# Printful quality issues - anyone else???



## herbertm7 (Oct 1, 2018)

Wondering if anyone else is having similar quality issues with Printful. 

I've placed multiple sample orders recently and with each I've had major quality issues - print quality, image placement, as well as, damaged merchandise. With each order I'm always assured by Printful support that they have quality control to prevent these issues. However, with each new order the issues remain. 

I would like to assume that perhaps there is a lack of QA/QC on samples vs. regular orders... but, I'm not confident in that assumption. Nor am I confident in using the service now as it would result in too many dissatisfied customers. 

Is this commonplace? Anyone else experiencing this high percentage of issues? Am I better off with a different POD company? From what I've read and researched Printful is considered one of the best....


----------



## EdwardZ (Apr 11, 2018)

Hey! Edward from Printful here! This sounds like a really unusual situation as our problem rate is low and we highly value the quality of our products and services. Sample orders go through the same process as regular orders and there isn't a difference in quality control. Feel free to reach out to us if there's anything you need help with! We also offer reshipment/refund for damaged products.


----------



## herbertm7 (Oct 1, 2018)

EdwardZ said:


> Hey! Edward from Printful here! This sounds like a really unusual situation as our problem rate is low and we highly value the quality of our products and services. Sample orders go through the same process as regular orders and there isn't a difference in quality control. Feel free to reach out to us if there's anything you need help with! We also offer reshipment/refund for damaged products.

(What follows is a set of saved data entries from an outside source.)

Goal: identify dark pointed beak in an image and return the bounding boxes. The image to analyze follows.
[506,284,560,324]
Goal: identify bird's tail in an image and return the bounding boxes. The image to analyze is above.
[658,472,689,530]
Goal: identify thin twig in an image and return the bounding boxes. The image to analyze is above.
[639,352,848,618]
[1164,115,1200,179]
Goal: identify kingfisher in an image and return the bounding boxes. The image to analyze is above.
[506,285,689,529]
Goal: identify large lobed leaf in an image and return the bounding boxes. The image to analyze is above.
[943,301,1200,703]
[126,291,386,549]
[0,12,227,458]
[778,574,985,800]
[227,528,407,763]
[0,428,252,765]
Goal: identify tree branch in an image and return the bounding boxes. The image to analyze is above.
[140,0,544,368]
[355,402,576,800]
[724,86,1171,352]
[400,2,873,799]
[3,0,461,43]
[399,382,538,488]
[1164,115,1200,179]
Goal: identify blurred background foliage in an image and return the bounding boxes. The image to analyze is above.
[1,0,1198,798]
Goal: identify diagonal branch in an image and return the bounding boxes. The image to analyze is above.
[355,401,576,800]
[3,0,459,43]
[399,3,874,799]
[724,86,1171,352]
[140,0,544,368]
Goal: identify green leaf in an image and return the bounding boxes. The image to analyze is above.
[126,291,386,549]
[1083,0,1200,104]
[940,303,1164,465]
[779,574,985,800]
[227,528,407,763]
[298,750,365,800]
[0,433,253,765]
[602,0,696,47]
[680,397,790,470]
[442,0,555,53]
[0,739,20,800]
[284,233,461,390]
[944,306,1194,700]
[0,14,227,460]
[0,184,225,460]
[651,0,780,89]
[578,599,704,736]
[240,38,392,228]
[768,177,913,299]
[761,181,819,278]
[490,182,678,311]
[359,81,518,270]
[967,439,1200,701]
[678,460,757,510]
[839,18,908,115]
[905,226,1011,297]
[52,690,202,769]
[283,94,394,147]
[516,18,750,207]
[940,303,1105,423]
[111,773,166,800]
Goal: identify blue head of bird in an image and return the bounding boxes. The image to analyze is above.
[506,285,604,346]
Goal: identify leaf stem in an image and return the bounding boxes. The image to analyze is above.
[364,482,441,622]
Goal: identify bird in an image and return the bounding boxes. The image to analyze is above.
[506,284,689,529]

Edward, thank you for responding my thread. 

I have indeed reached out to your team with each issue and each time I have found your teammates quick to reply, and very helpful in ordering reprints to right the error. However, this last time there has been radio silence. 

At a 75% error rate currently, I cannot successfully build a brand. While you offer refunds and re-prints I surely do not want 75% of customers experiencing an issue that require this action.

Some will say it is my files but I am 100% certain that is not the case as the prints themselves were never an issue and I communicated multiple times with your support team to ensure positioning and sizing were to my specifications. Rather, the issues were with imaging positioning and in one instance a damaged product. With each time the errors were not hard to identify and indeed the first thing I noticed even before fully unfolding the shirts. Surely these issues should have been noticed at the QA/QC phase of fulfillment.

I will continue to follow up with your support team.


----------



## EdwardZ (Apr 11, 2018)

Thanks for getting back to me! I understand your concerns but this really shouldn't be the case with your future orders as our problem rate is low already and we continue to improve it. Hope everything will work out for you and let me know if there's anything I can help you with!


----------



## sandrad123 (Dec 11, 2019)

Hey! I just stumbled on your thread -- I know it's from a year ago but would love to know which company you ended up going with for your new brand? I'm having the EXACT same issues with Printful that you mentioned in this thread. I've placed multiple sample orders and each time have had issues with the image placement, designs being blurry, damaged/dirty products etc. It's incredibly concerning as I know this will reflect badly on my brand and require constantly dealing with unhappy customers in the future.

Would SO appreciate any insight you have in regards to which company you decided to go with! Ideally I love the ease of Printful print-on-demand and fulfillment but I'm considering going with a smaller printing company to ensure better QC. Thanks for any insight you have! - Sandra


----------